Bild: Der Schriftsteller und Künstler Thomas Kapielski kann unschlagbar komisc…
„Kotmörtel – Roman eines Schwadronörs“, so nennt Thomas Kapielski seinen
zweiten Roman. Roman? Ja und nein, denn alles mögliche kann heute ein Roman
sein, und „Kotmörtel“ ist dann eher eine umfangreiche, lang(wierige)
Geschichte, die Frowalt, Heimweé, Irrgang Hiffenmarkt – so nennt Kapielski
seinen Erzähler – mit vielen Einzelheiten, Anekdoten, Lebensweisheiten,
philosophischen und anderen teils flüssigen, teils überflüssigen Einsichten
sowie etlichen Vor- und Rückblenden vor uns ausbreitet.

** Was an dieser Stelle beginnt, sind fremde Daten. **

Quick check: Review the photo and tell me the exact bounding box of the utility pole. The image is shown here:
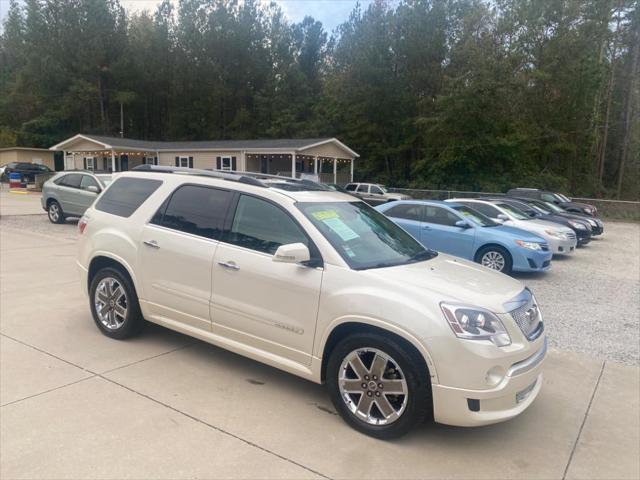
[120,100,124,138]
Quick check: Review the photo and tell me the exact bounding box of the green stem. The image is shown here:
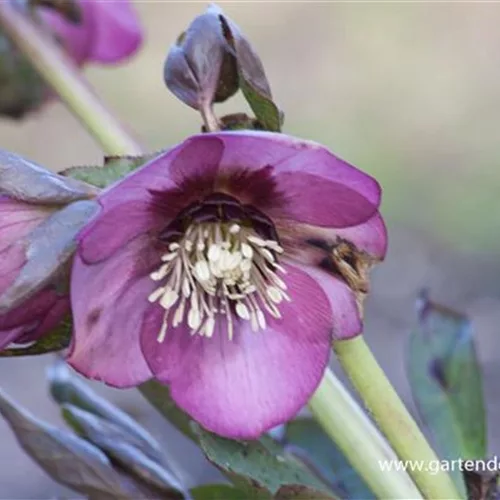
[0,1,142,155]
[309,370,422,500]
[333,335,461,500]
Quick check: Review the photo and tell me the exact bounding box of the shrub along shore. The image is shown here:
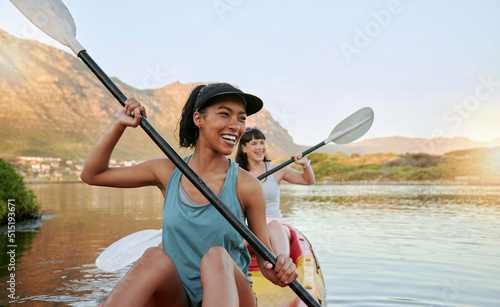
[0,159,40,227]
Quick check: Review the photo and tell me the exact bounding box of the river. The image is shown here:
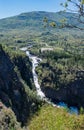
[20,47,79,115]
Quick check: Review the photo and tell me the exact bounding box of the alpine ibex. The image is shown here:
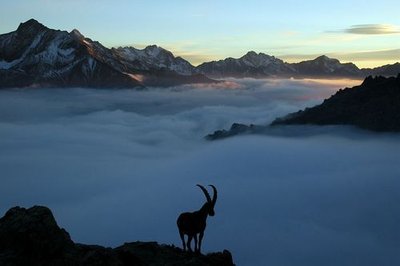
[176,185,217,253]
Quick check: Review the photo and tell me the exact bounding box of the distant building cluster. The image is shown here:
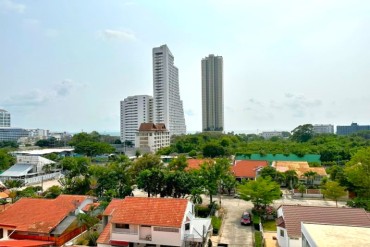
[337,123,370,135]
[313,124,334,134]
[0,109,71,145]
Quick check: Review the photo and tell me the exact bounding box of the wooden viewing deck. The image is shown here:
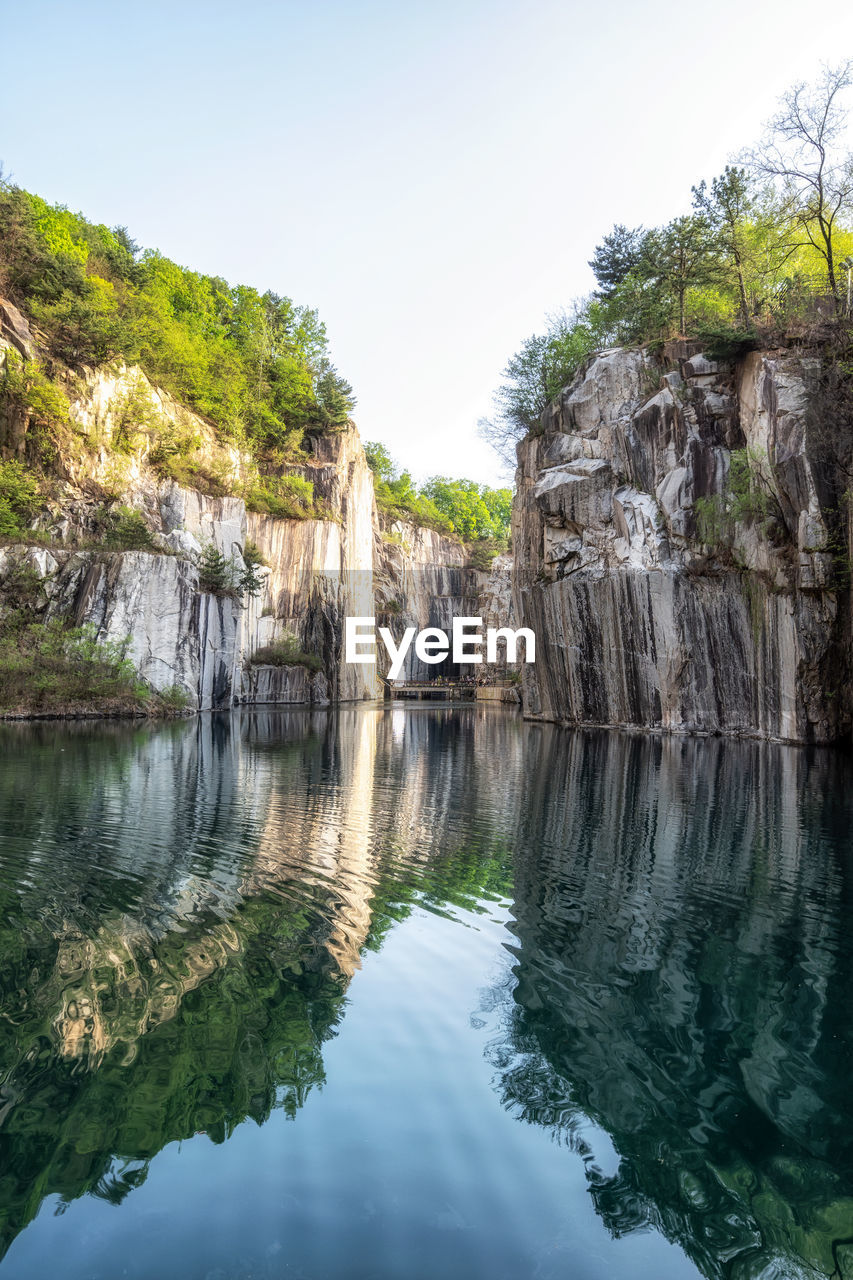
[387,680,476,701]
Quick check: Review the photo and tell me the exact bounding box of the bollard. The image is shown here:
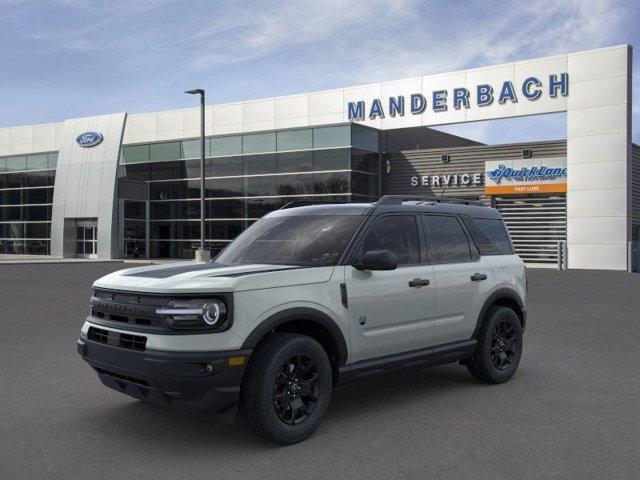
[558,242,564,271]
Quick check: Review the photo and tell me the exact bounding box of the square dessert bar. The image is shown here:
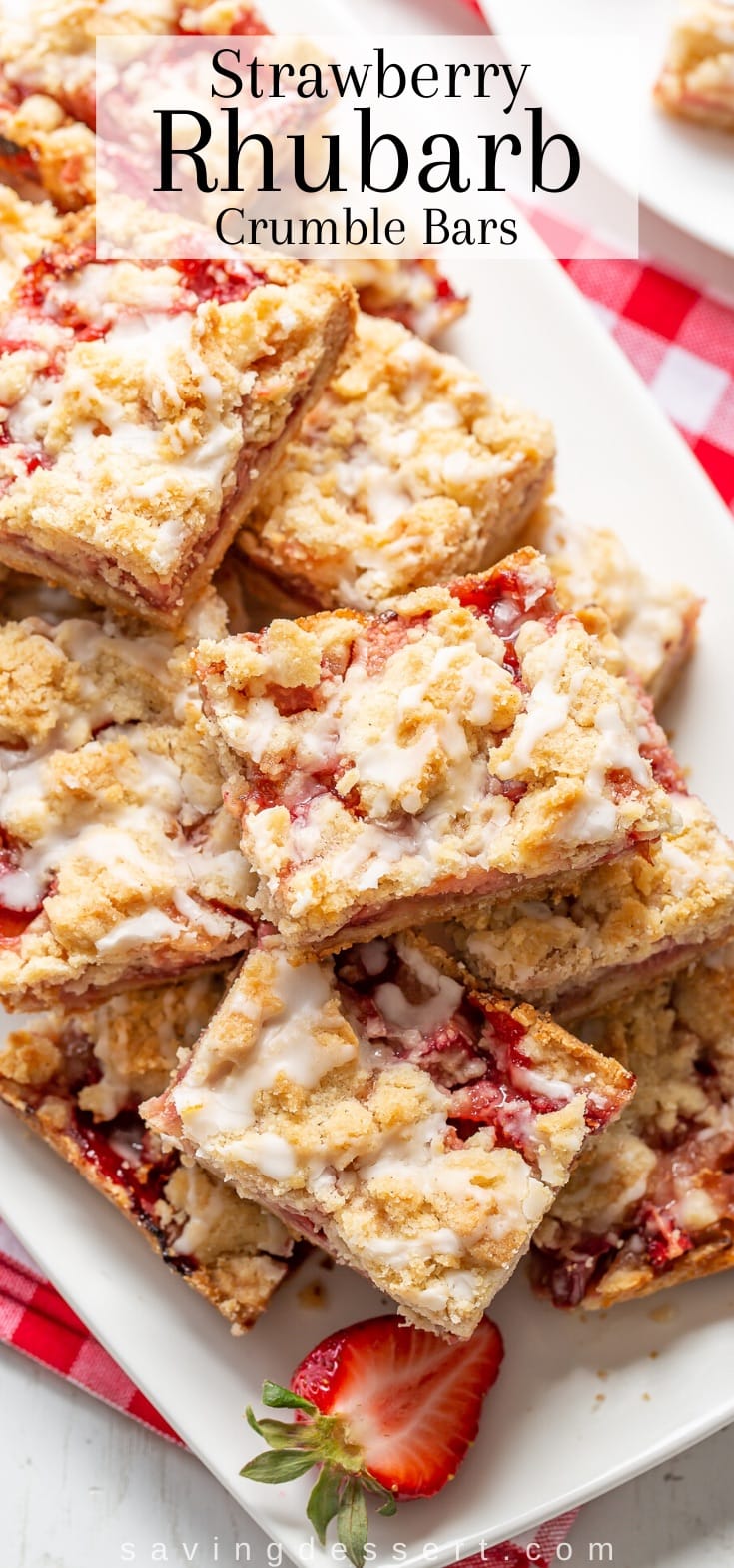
[522,506,701,702]
[450,790,734,1023]
[0,976,294,1333]
[141,933,633,1337]
[0,210,353,624]
[0,0,267,212]
[655,0,734,130]
[196,550,677,950]
[533,949,734,1307]
[0,589,257,1009]
[0,77,96,212]
[328,256,469,342]
[237,314,555,610]
[0,185,63,300]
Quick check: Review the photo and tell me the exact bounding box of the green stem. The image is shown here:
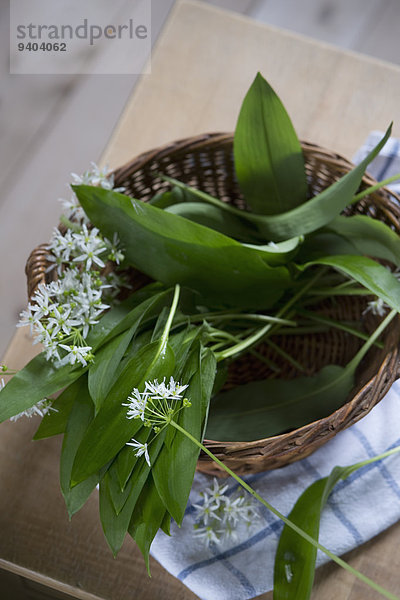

Der Mann, von Beruf Vertreter für Bürsten, nebenbei Schriftsteller und
Bahnhofvorplatzredner, sitzt in U-Haft wegen eines Verbrechens, das ihm
nicht bekannt ist und auch nicht bekannt wird in dem Jahr seiner
Einzelzelle. Danach wird er entlassen, nichts ist geklärt, doch er ist
geläutert, geheilt und ein besserer Mensch.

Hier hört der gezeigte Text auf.